Adjustment
Adjustment, multimedia installation (UV black-lights, strobe light, projector, acrylic on canvas, documentary, sound), 2012
The starting point for this work was the desire to, both analyse and try to understand the process of losing sight. The preliminary theoretical research resulted in a simulation of the before mentioned process, in order to bring the issue closer to „us “(people who can see). The work confronts the viewers with a situation in which they lose their ability to visually relate to their surroundings, as well as their ability to correlate with those same surroundings. As the installation progresses the viewers are gradually introduced to questions, feelings and experiences, which people who lost their sight might have experienced.
The nature of memories is rhetorical – it is both visually and verbally coded. Psychological terms of vision – inner vision, imagination, dreams and memories – are as equally stimulated by visual , as by verbal sources. Visual perception never ceases to exist, even when the conditions change. Likewise, the society never vanished. But, the „ rules of the game “changed for those who can no longer see.
On the other hand, the people who subsequently became blind are not deprived of their position as social subjects; nor did they become oblivious to the mechanisms of society; and neither did their awareness of the existence of objects and urban elements (that encircle them) cease to exist. It is not to far off, if we draw the analogy with Kevin Lynch’s (The Image of the City) alienated city – a space in which people (in their spirit) are not capable of drawing their own position in the city, nor the position of the city itself. Here we stumble upon the problem of forming a mental map – a map that enables an individual subject to locate and represent itself in the vast and mostly likely unimaginable totality, that consist of a sum of city’s structural elements. Cognitive mapping, in a broader context, demands a coordination of existential data (empiric position of the subject itself) with the inanimate, abstract structures of the city’s totality.

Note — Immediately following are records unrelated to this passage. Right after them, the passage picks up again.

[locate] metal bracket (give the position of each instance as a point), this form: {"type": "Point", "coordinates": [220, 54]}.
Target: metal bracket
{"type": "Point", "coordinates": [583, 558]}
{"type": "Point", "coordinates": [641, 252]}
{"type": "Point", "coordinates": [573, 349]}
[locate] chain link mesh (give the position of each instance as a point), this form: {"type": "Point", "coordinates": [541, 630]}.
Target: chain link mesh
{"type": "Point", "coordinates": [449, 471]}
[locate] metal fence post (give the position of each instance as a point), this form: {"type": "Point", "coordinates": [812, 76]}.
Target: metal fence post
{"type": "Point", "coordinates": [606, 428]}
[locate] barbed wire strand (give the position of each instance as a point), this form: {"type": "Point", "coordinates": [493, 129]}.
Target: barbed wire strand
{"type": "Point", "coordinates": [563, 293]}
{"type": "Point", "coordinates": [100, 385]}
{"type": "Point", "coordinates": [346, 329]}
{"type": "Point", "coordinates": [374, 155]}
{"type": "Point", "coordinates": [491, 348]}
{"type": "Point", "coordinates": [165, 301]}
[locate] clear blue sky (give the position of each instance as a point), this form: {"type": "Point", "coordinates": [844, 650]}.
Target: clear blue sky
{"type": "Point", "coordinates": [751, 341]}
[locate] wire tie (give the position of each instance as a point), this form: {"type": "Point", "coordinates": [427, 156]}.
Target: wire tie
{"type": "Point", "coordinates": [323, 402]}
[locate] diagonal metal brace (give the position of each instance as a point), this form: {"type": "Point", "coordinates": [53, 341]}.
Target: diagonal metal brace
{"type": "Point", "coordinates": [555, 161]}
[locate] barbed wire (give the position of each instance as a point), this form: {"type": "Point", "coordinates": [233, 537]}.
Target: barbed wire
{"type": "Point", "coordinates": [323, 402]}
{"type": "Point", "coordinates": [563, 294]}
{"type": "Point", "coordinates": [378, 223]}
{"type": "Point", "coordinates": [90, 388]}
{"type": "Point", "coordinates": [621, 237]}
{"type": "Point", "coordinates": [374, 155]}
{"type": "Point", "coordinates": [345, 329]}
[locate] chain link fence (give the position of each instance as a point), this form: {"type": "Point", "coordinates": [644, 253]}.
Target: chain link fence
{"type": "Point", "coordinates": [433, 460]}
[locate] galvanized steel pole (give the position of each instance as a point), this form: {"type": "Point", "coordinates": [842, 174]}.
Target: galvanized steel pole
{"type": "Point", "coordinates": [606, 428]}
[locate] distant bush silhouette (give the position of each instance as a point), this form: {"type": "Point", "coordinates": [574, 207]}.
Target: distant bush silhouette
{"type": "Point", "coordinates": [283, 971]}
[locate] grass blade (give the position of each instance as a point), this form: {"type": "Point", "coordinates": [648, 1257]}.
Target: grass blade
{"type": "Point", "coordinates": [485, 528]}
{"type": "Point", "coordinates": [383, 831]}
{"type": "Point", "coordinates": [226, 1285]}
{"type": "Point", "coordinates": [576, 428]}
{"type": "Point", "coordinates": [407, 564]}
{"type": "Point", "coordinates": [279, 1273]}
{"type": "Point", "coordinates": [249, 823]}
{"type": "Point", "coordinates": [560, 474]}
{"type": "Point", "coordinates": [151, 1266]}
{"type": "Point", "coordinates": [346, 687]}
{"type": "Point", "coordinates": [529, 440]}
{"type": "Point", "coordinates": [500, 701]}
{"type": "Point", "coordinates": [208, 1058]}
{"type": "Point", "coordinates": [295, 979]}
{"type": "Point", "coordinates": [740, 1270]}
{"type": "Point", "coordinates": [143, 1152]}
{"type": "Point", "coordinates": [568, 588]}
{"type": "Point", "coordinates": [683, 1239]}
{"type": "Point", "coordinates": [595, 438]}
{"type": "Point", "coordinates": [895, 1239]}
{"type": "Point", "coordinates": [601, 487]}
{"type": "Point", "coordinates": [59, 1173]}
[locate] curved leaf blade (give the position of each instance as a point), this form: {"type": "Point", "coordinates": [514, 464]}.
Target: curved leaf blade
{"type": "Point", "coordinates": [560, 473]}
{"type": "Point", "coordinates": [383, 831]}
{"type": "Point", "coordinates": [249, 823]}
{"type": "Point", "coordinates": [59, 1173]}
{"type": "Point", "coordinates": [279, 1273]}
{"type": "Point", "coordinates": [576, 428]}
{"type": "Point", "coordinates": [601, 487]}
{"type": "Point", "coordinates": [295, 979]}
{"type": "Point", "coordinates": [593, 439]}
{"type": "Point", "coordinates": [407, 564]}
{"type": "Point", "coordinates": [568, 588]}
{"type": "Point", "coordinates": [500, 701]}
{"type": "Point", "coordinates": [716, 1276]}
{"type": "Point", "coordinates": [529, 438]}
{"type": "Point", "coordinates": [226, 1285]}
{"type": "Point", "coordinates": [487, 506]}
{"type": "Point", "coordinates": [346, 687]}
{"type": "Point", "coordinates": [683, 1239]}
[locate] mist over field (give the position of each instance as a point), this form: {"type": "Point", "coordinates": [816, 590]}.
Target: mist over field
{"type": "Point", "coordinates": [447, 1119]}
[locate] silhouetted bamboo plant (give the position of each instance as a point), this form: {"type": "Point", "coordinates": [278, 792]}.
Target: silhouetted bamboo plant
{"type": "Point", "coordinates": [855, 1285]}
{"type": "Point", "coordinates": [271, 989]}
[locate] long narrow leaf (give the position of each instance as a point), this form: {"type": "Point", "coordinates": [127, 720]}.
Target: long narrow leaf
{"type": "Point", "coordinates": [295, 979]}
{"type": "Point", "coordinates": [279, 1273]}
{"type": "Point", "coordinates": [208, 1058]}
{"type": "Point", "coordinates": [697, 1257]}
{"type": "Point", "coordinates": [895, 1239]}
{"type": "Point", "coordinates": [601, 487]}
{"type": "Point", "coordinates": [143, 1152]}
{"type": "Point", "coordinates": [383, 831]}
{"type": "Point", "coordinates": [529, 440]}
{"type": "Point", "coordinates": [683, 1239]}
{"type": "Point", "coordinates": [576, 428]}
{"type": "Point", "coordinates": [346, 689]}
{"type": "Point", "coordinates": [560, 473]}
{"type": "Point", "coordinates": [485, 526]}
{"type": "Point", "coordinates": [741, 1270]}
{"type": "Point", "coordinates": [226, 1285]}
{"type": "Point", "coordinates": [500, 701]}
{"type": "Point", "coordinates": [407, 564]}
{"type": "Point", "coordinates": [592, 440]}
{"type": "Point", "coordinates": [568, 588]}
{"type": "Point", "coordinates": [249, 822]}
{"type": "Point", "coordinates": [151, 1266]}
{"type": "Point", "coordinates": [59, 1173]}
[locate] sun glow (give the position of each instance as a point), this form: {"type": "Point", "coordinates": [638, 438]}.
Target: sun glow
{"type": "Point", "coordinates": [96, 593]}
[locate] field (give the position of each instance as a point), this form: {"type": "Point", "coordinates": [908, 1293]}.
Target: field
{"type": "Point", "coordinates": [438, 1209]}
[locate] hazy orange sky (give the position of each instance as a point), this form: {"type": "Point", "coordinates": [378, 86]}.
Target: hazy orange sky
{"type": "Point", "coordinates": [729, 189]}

How do we position ourselves in such a place? Especially when we are missing one of the key elements for our analysis – our sight?
The work consists of an audio-visual installation and a documentary – in which the partakers of this project explain the conditions and circumstances under which they lost their sight ( either disease or accident ); the symptoms before and results after they lost their sight; the psychological and physical crises they have went through during that period; their adjustment to the situation; the limitations and obstacles the had to face, as well as the ones they will always have to face; emotional depletion; the availability of information; their ability to cope and make amends with the situation they are in; their fears; and most important – their willpower.